BonnieM BonnieM - 28 days ago 12
R Question

How to match dates in 2 data frames in R, then sum specific range of values up to that date?

I have two data frames: rainfall data collected daily and nitrate concentrations of water samples collected irregularly, approximately once a month. I would like to create a vector of values for each nitrate concentration that is the sum of the previous 5 days' rainfall. Basically, I need to match the nitrate date with the rain date, sum the previous 5 days' rainfall, then print the sum with the nitrate data.

I think I need to either make a

function
, a
for
loop, or use
tapply
to do this, but I don't know how. I'm not an expert at any of those, though I've used them in simple cases. I've searched for similar posts, but none get at this exactly. This one deals with summing by factor groups. This one deals with summing each possible pair of rows. This one deals with summing by
aggregate
.

Here are 2 example data frames:

# rainfall df
mm<- c(0,0,0,0,5, 0,0,2,0,0, 10,0,0,0,0)
date<- c(1:15)
rain <- data.frame(cbind(mm, date))
# b/c sums of rainfall depend on correct chronological order, make sure the data are in order by date.
rain[ do.call(order, list(rain$date)),]

# nitrate df
nconc <- c(15, 12, 14, 20, 8.5) # nitrate concentration
ndate<- c(6,8,11,13,14)
nitrate <- data.frame(cbind(nconc, ndate))
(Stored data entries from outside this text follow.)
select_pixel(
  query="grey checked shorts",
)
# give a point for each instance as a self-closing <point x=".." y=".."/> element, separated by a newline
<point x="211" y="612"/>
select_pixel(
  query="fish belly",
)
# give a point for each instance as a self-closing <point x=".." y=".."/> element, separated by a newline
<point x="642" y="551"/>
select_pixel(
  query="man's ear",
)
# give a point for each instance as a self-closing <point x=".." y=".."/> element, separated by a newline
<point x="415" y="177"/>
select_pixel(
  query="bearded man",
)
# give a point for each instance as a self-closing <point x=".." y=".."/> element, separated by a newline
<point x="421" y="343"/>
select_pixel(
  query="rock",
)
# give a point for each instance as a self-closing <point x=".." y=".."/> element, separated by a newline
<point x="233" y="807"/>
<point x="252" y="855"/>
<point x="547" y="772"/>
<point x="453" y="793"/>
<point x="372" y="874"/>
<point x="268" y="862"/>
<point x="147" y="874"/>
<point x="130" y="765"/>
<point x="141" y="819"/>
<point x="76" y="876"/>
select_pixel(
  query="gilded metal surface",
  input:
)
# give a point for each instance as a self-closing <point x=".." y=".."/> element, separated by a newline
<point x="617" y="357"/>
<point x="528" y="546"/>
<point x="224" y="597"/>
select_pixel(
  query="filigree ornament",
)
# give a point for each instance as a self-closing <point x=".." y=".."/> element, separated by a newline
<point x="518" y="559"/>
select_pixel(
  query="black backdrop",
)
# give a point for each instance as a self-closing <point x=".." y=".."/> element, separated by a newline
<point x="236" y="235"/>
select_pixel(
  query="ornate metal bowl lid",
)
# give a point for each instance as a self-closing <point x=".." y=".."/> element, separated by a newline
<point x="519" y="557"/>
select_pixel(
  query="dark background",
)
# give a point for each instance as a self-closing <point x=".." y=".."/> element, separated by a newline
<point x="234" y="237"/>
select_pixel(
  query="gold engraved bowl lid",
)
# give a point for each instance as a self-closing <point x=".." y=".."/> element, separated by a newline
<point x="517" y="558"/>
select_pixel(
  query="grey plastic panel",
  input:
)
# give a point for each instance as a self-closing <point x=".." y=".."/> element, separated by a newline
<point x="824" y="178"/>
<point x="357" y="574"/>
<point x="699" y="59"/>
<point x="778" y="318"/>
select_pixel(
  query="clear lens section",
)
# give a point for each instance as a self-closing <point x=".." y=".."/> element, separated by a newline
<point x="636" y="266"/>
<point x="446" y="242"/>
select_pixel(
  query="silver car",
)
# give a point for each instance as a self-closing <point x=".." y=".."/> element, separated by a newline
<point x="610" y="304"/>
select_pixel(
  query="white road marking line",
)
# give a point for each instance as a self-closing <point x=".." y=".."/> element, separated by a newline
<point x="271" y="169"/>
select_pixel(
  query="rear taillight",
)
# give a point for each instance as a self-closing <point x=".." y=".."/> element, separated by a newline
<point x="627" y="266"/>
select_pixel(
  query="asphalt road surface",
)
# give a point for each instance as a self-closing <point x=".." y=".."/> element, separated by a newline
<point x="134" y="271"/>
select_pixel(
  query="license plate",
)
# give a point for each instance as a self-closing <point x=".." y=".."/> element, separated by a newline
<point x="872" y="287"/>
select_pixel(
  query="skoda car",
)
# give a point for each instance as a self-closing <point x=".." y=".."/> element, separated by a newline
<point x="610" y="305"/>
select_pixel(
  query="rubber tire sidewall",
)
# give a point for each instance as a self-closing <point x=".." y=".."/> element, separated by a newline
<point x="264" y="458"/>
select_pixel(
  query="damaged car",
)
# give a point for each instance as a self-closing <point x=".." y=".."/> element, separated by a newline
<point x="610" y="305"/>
I would like to have a way of finding the matching rainfall date for each nitrate measurement, such as:

match(nitrate$date[i] %in% rain$date)


(Note: Will
match
work with
as.Date
dates?) And then sum the preceding 5 days' rainfall (not including the measurement date), such as:

sum(rain$mm[j-6:j-1]


And prints the sum in a new column in nitrate

print(nitrate$mm_sum[i])


To make sure it's clear what result I'm looking for, here's how to do the calculation 'by hand'. The first nitrate concentration was collected on day 6, so the sum of rainfall on days 1-5 is 5mm.

Many thanks in advance.

Answer

You were more or less there!

nitrate$prev_five_rainfall = NA 
for (i in 1:length(nitrate$ndate)) { 
    day = nitrate$ndate[i] 
    nitrate$prev_five_rainfall[i] = sum(rain$mm[(day-6):(day-1)])
}

Step by step explanation:

Initialize empty result column:

nitrate$prev_five_rainfall = NA 

For each line in the nitrate df: (i = 1,2,3,4,5)

for (i in 1:length(nitrate$ndate)) { 

Grab the day we want final result for:

    day = nitrate$ndate[i] 

Take the rainfull sum and it put in in the results column

    nitrate$prev_five_rainfall[i] = sum(rain$mm[(day-6):(day-1)])

Close the for loop :)

}

Disclaimer: This answer is basic in that:

  • It will break if nitrate's ndate < 6
  • It will be incorrect if some dates are missing in the rain dataframe
  • It will be slow on larger data

As you get more experience with R, you might use data manipulation packages like dplyr or data.table for these types of manipulations.